So did you watch Castle last night? It’s about a best-selling bad boy mystery writer who ends up partnering with a female detective to solve a case. Someone is murdering people based on his books, so this is how he gets involved. And when they solve that case, he gets himself a position accompanying the detective for research purposes because he killed off his fictional detective and she’s the inspiration for a new one (so the series can continue, of course). (If you missed the episode and want to watch, you can do so for free here.)

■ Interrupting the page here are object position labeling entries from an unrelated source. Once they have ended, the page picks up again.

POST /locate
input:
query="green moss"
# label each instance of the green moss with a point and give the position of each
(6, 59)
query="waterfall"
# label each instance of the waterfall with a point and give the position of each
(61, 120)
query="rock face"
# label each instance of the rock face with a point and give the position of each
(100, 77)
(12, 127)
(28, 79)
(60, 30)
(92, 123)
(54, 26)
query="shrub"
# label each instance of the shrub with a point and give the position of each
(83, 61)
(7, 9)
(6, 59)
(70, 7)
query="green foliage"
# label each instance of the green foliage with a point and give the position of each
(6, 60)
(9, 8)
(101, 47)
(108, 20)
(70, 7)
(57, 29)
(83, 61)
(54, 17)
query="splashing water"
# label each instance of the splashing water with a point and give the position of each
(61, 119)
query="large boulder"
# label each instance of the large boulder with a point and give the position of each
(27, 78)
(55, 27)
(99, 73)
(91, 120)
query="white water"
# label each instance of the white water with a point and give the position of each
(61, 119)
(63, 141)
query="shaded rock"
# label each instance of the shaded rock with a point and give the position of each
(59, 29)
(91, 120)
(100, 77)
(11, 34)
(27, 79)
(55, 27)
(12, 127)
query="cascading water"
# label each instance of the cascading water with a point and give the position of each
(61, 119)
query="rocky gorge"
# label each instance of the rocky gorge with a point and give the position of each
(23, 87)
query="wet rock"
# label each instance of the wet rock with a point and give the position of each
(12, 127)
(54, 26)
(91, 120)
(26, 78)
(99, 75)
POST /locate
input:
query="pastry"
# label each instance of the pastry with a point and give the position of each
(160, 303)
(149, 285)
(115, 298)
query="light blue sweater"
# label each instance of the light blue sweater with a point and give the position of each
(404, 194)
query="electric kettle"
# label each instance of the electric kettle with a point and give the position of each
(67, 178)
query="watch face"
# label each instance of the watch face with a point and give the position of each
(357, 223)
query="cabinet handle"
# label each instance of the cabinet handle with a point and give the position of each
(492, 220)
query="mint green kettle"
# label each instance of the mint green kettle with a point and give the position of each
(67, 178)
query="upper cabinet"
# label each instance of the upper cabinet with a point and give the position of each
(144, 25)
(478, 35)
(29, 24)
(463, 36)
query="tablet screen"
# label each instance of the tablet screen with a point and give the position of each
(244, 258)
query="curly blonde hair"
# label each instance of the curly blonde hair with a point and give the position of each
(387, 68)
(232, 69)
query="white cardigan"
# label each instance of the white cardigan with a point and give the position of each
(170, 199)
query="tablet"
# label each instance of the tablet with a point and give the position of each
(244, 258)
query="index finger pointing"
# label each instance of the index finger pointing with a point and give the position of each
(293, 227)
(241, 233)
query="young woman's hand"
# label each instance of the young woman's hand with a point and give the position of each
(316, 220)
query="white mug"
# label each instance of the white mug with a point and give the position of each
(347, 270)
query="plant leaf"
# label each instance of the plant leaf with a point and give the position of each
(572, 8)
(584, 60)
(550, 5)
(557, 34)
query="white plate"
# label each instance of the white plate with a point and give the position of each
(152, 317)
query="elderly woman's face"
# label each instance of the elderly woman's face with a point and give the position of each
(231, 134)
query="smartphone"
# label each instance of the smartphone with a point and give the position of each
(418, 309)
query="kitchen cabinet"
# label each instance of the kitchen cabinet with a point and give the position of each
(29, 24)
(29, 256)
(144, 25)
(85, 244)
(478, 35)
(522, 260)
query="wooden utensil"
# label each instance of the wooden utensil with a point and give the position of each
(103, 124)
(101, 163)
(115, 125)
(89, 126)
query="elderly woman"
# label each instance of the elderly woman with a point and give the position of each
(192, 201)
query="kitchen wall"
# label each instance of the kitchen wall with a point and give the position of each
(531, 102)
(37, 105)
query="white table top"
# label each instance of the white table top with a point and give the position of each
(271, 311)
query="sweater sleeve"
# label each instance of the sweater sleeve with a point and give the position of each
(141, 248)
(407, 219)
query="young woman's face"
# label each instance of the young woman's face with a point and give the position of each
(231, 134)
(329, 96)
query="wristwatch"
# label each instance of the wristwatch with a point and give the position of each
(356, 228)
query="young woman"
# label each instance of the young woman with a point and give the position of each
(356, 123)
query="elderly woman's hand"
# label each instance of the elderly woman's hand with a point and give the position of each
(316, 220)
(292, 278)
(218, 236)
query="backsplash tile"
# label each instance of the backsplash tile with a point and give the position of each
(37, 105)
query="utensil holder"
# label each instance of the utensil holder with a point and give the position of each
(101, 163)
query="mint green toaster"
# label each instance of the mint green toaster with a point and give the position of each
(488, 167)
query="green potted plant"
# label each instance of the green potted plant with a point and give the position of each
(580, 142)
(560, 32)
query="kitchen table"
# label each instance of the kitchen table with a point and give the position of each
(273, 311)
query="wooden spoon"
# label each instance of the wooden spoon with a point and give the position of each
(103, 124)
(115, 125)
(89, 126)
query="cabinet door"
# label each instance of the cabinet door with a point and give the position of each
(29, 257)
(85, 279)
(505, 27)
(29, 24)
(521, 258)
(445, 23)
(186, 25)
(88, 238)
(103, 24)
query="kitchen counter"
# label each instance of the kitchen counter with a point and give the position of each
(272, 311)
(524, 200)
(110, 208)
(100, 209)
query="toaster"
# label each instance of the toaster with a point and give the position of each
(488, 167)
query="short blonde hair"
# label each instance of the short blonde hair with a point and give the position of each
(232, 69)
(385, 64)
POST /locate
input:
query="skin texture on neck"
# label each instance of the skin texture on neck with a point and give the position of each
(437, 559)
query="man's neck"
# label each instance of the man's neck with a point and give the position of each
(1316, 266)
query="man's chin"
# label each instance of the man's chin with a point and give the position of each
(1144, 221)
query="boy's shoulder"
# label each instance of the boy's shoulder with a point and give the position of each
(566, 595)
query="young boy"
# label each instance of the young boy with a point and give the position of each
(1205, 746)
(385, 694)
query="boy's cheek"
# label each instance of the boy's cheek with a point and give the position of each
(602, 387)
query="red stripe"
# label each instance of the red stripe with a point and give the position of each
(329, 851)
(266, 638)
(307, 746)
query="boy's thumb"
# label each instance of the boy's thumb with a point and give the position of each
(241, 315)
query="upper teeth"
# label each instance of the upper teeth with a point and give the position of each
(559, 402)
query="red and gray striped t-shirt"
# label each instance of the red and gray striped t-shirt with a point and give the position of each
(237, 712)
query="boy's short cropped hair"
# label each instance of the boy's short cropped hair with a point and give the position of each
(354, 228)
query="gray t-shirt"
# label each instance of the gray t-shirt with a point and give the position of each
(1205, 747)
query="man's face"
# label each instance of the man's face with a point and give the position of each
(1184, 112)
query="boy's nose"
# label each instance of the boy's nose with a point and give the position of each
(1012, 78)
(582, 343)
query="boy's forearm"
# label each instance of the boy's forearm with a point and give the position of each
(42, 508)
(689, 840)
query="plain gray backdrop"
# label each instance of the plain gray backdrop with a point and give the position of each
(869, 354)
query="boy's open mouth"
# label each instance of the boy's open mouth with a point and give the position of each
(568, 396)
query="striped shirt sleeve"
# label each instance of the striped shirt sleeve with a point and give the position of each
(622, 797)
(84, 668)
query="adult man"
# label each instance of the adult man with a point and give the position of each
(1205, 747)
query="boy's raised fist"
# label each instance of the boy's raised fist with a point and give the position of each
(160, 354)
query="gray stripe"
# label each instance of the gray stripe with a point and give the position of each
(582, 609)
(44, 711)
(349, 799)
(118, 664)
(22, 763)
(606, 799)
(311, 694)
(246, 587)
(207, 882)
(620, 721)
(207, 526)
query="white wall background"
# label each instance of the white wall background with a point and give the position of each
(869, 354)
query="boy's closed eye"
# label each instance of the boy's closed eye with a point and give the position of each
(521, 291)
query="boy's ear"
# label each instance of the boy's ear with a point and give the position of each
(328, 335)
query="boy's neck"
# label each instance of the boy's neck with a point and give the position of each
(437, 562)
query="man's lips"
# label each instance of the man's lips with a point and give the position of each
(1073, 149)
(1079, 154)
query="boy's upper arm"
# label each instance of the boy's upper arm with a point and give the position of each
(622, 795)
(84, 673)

Frankly, though it was over the top, I liked it. And I think it has potential. But what’s totally hilarious to me, and to all the writers I know, is the portrayal of the writing life. Nathan Fillion, aka Richard Castle, is a bad boy rock star kind of writer. He’s got book launch parties in swanky places, lots of money, a pen with which he signs bimbos’ chests (do they really read?), and a bad attitude about his fame. He’s friends with the mayor, and he sits around playing cards with Stephen J. Cannell and James Patterson. (And someone said the woman at the table was Faye Kellerman.)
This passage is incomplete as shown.